Sign the patch off and I give you the authorship if you want.

> 
> > @Tvrtko: As briefly brainstormed about on IRC, if you'd be willing
> > to
> > take care of the unit tests patch, I could remove that one (and,
> > maaaaybe, the warning print patch) from the series and we could
> > merge
> > this RFC's successor version %N once it's ready. What do you think?
> 
> Okay in principle but the first thing I would suggest you could try
> is 
> to take my unit tests adaptations from [2] verbatim. Benefit of
> keeping 
> everything in one series is more confidence we are merging a solid 
> thing. But I can take it on myself as a follow up too if you want.
> 
> Regards,
> 
> Tvrtko
> 
> > 
> > P.
> > 
> > [1]
> > https://lore.kernel.org/dri-devel/20250522082742.148191-2-phasta@kernel.org/
> > [2]
> > https://lore.kernel.org/dri-devel/20250418113211.69956-1-tvrtko.ursulin@igalia.com/
> > 
> > Philipp Stanner (6):
> >    drm/sched: Avoid memory leaks with cancel_job() callback
> >    drm/sched/tests: Implement cancel_job()
> >    drm/sched: Warn if pending list is not empty
> >    drm/nouveau: Make fence container helper usable driver-wide
> >    drm/nouveau: Add new callback for scheduler teardown
> >    drm/nouveau: Remove waitque for sched teardown
> > 
> >   drivers/gpu/drm/nouveau/nouveau_fence.c       | 35 +++++----
> >   drivers/gpu/drm/nouveau/nouveau_fence.h       |  7 ++
> >   drivers/gpu/drm/nouveau/nouveau_sched.c       | 35 +++++----
> >   drivers/gpu/drm/nouveau/nouveau_sched.h       |  9 +--
> >   drivers/gpu/drm/nouveau/nouveau_uvmm.c        |  8 +--
> >   drivers/gpu/drm/scheduler/sched_main.c        | 37 ++++++----
> >   .../gpu/drm/scheduler/tests/mock_scheduler.c  | 71 +++++++-------
> > -----
> >   drivers/gpu/drm/scheduler/tests/sched_tests.h |  4 +-
> >   include/drm/gpu_scheduler.h                   |  9 +++
> >   9 files changed, 115 insertions(+), 100 deletions(-)
> > 
> 
Re: [RFC PATCH 0/6] drm/sched: Avoid memory leaks by canceling job-by-job
Posted by Danilo Krummrich 8 months ago
> On Tue, 2025-06-03 at 13:27 +0100, Tvrtko Ursulin wrote:
> > On 03/06/2025 10:31, Philipp Stanner wrote:
> > What I am not that ecstatic about is only getting the Suggested-by 
> > credit in 1/6. Given it is basically my patch with some cosmetic
> > changes 
> > like the kernel doc and the cancel loop extracted to a helper.
> 
> Sign the patch off and I give you the authorship if you want.

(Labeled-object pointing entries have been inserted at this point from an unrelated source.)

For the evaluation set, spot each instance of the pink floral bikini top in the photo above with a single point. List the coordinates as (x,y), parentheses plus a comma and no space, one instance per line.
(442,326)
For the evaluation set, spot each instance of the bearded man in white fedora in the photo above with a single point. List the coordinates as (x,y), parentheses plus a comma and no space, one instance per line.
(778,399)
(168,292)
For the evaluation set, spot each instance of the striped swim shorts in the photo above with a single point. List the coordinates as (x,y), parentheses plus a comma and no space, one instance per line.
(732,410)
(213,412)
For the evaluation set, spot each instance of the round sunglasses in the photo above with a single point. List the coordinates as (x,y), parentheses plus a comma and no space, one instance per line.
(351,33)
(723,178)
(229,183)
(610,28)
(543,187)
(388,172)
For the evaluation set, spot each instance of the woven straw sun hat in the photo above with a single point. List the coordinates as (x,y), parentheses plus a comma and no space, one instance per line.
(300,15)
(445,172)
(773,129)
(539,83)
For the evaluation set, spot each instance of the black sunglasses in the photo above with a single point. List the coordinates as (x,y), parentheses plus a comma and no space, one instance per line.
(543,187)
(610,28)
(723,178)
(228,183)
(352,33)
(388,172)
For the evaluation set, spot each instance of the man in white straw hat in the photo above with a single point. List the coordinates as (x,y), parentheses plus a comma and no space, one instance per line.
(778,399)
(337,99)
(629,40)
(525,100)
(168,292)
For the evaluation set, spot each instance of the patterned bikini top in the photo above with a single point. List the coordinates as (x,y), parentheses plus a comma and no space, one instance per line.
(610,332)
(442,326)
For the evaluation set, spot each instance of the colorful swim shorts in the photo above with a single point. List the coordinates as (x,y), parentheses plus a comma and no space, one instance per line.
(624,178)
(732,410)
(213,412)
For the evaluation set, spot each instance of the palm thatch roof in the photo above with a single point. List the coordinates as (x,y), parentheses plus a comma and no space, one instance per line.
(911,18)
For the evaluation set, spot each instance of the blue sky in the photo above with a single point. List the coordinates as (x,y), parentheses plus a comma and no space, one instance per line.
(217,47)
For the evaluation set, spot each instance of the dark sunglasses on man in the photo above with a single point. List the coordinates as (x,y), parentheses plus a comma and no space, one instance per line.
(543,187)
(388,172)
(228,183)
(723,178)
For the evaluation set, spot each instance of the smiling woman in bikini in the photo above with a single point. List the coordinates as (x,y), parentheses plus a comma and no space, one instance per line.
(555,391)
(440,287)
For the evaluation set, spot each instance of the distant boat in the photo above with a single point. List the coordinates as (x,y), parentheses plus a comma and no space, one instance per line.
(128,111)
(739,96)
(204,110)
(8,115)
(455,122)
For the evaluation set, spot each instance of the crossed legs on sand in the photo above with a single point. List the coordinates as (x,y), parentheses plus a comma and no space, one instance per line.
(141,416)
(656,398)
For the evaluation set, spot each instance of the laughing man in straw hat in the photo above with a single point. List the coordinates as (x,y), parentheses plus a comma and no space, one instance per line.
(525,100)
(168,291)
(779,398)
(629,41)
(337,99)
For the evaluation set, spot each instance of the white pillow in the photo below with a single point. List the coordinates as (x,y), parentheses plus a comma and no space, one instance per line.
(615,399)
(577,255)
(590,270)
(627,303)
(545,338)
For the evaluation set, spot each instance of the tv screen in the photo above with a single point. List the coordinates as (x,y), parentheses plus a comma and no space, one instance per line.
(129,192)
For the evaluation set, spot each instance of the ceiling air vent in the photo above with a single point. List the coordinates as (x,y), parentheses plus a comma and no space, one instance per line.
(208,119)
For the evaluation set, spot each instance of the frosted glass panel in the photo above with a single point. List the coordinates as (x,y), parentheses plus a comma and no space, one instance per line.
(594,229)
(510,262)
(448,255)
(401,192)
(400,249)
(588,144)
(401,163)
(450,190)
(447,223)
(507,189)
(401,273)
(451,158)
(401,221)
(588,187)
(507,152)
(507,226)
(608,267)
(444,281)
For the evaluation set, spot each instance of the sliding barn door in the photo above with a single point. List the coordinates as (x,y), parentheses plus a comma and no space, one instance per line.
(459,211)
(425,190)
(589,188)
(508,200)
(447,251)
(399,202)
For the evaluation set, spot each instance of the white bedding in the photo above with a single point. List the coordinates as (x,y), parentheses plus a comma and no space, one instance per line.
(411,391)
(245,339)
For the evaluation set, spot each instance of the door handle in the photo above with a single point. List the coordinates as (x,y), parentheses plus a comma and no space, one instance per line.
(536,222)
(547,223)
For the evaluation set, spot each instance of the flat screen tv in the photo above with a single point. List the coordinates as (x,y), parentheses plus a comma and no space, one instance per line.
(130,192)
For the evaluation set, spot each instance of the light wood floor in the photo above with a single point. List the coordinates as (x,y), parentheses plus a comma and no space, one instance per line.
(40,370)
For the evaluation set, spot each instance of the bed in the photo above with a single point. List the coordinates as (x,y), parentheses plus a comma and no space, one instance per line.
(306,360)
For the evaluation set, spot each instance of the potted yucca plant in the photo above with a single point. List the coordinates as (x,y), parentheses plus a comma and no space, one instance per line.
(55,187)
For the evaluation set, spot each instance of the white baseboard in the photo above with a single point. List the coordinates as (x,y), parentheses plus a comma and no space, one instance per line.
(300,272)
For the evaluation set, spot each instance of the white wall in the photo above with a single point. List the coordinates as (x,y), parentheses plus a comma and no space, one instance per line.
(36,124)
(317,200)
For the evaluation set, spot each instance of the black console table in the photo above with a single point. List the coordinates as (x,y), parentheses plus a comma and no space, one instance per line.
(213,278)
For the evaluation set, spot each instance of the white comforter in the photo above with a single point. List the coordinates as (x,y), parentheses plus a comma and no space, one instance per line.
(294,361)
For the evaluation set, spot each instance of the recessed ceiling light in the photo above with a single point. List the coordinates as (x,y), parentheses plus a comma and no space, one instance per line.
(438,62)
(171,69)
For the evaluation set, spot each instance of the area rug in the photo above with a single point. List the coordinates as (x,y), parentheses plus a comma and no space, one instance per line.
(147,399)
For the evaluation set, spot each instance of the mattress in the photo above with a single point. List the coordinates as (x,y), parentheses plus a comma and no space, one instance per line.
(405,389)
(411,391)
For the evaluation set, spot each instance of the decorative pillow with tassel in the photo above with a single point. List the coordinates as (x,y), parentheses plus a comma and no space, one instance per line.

AFAICS, the proposal of having cancel_job() has been a review comment which has
been clarified with a reference patch.

IMO, the fact that after some discussion Philipp decided to go with this
suggestion and implement the suggestion in his patch series does not result in
an obligation for him to hand over authorship of the patch he wrote to the
person who suggested the change in the context of the code review.

Anyways, it seems that Philipp did offer it however, so this seems to be
resolved?
Re: [RFC PATCH 0/6] drm/sched: Avoid memory leaks by canceling job-by-job
Posted by Tvrtko Ursulin 8 months ago
On 11/06/2025 22:21, Danilo Krummrich wrote:
>> On Tue, 2025-06-03 at 13:27 +0100, Tvrtko Ursulin wrote:
>>> On 03/06/2025 10:31, Philipp Stanner wrote:
>>> What I am not that ecstatic about is only getting the Suggested-by
>>> credit in 1/6. Given it is basically my patch with some cosmetic
>>> changes
>>> like the kernel doc and the cancel loop extracted to a helper.
>>
>> Sign the patch off and I give you the authorship if you want.
> 
> AFAICS, the proposal of having cancel_job() has been a review comment which has
> been clarified with a reference patch.

Right, this one:

https://lore.kernel.org/dri-devel/20250418113211.69956-1-tvrtko.ursulin@igalia.com/

> IMO, the fact that after some discussion Philipp decided to go with this
> suggestion and implement the suggestion in his patch series does not result in
> an obligation for him to hand over authorship of the patch he wrote to the
> person who suggested the change in the context of the code review.

It is fine. Just that instead of rewriting we could have also said 
something along the lines of "Okay lets go with your version after all, 
just please tweak this or that". Which in my experience would have been 
more typical.

> Anyways, it seems that Philipp did offer it however, so this seems to be
> resolved?

At the end of the day the very fact a neater solution is going in is the 
main thing for me. Authorship is not that important, only that the way 
of working I follow, both as a maintainer and a colleague, aspires to be 
more like what I described in the previous paragraph.

I am not sure I can review this version though. It feels it would be too 
much like reviewing my own code so wouldn't carry the fully weight of 
review. Technically I probably could, but in reality someone else should 
probably better do it.

Regards,

Tvrtko